Une des vérités difficiles à entendre pour beaucoup de parents est que leur enfant grandit; il-elle est un adolescent.e qui expérimente son autonomie avec tout ce qu’implique l’exploration de l’autonomie; des erreurs, des dérapages, mais aussi des sources d’émotions fortes et des réussites.

Permettez à vos enfants de grandir. Et permettez-leur de grandir en étant présent.e à leurs côtés, peu importe s’ils-elles réussissent ou s’ils-elles se plantent. Que vous allez continuer de les aimer même s’ils-elles prennent des décisions qui leur attire des ennuis. Permettez-leur de réfléchir par eux même en leur apprenant à prendre des décisions libres et éclairées, et ce, même si vous êtes en désaccord avec leurs décisions. Leur permettre de prendre une décision libre et éclairée implique que vous n’allez pas les empêcher d’envoyer des sexfies, parce que de toute façon, ils-elles le feront dans votre dos s’ils-elles le souhaitent réellement. Nommez-leur que comme parent, vous allez mettre les filets de sécurité nécessaires et que vous ne les laisserez pas faire n’importe quoi. Mais vous avez la responsabilité de leur enseigner qu’ils-elles sont responsables et capables de réfléchir à la portée de leurs actions.

Mine de rien, donner des conseils sur « comment envoyer une photo de soi nu.e en évitant que ça vous suive toute votre vie », c’est utile. Pour tout le monde. Pour les adultes et les ados. Une personne qui aime les sensations fortes sera justement attiré.e par le « trill » que ça donne de faire quelque chose qui comporte un risque. S’exciter de « Je ne sais pas ce qui va arriver » est une composante saine de la montée du désir sexuel. L’autre composante est de s’assurer d’avoir une base de sécurité. Oui, dans un monde idéal, rempli de licorne, on pourrait faire confiance aveuglément à tout le monde. Oui, il est nécessaire aussi de s’adresser aux personnes qui reçoivent les sexfies en les responsabilisant sur l’aspect de partage privé vs partage public. Mais la personne qui l’envoie a elle aussi une responsabilité de s’assurer de sa sécurité et de ne pas se lancer dans le vide du 4e étage avec juste un casque de vélo.

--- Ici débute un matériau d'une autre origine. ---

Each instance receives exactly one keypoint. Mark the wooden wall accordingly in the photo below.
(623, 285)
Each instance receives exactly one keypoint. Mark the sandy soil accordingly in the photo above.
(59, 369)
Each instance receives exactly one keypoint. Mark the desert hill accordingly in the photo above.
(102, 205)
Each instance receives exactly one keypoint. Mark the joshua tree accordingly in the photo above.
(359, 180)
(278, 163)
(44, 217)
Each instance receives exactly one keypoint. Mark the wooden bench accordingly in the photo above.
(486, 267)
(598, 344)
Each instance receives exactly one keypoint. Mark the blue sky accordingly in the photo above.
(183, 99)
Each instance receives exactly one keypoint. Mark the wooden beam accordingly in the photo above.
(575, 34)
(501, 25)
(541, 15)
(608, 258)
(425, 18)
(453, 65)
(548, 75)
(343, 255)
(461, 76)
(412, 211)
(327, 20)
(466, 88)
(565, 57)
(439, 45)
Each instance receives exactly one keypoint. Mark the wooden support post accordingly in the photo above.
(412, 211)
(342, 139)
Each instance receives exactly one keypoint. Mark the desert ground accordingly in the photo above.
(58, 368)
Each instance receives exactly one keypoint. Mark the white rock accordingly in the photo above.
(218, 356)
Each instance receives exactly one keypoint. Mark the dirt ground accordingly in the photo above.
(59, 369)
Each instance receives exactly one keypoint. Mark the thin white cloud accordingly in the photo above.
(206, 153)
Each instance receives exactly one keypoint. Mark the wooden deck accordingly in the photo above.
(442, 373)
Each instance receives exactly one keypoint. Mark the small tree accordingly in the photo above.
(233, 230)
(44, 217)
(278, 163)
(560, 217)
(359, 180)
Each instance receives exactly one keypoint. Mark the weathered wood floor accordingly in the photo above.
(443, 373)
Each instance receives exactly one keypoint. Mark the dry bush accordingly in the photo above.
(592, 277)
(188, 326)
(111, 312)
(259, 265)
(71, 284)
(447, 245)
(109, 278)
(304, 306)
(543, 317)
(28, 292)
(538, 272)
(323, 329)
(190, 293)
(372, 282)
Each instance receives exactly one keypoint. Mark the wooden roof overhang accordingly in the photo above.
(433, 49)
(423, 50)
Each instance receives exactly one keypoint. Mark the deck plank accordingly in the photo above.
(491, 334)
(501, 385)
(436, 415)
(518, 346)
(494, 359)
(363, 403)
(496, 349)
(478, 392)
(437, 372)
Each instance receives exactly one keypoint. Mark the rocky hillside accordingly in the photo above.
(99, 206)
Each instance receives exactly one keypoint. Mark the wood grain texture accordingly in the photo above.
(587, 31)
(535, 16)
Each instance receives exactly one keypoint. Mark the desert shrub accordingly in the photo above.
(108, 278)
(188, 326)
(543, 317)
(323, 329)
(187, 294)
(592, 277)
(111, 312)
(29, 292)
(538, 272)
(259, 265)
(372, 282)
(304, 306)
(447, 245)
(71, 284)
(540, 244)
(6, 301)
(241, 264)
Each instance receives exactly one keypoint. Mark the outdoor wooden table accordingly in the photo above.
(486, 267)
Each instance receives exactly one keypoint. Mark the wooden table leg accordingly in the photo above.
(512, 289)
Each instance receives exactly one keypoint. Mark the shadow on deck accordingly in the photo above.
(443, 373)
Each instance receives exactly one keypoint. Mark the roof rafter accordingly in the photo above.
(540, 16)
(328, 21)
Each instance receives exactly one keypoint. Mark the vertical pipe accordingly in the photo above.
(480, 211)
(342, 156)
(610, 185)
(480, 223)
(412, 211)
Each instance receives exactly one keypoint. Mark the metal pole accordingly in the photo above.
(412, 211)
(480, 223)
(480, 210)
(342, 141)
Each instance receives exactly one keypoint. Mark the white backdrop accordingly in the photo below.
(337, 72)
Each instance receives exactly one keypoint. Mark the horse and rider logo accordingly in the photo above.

Se questionner sur sa sécurité tout en s’excitant, ça peut être d’envoyer une partie de son corps sans montrer son visage, en prenant soin de ne pas montrer de signes distinctifs qui permettraient d’identifier une personne facilement. « Montrer seulement le corps sans le visage, c’est objectifiant ». Tout à fait. Et ça laisse place à imaginer le reste tout en assurant une part de sécurité. Oui, le risque que des pédophiles récupèrent les photos reste présent. C’est précisément l’idée de l’approche de réduction des méfaits; la solution est imparfaite et continue de comporter des risques, mais on gère un peu mieux le risque, sans qu’il soit complètement évacué.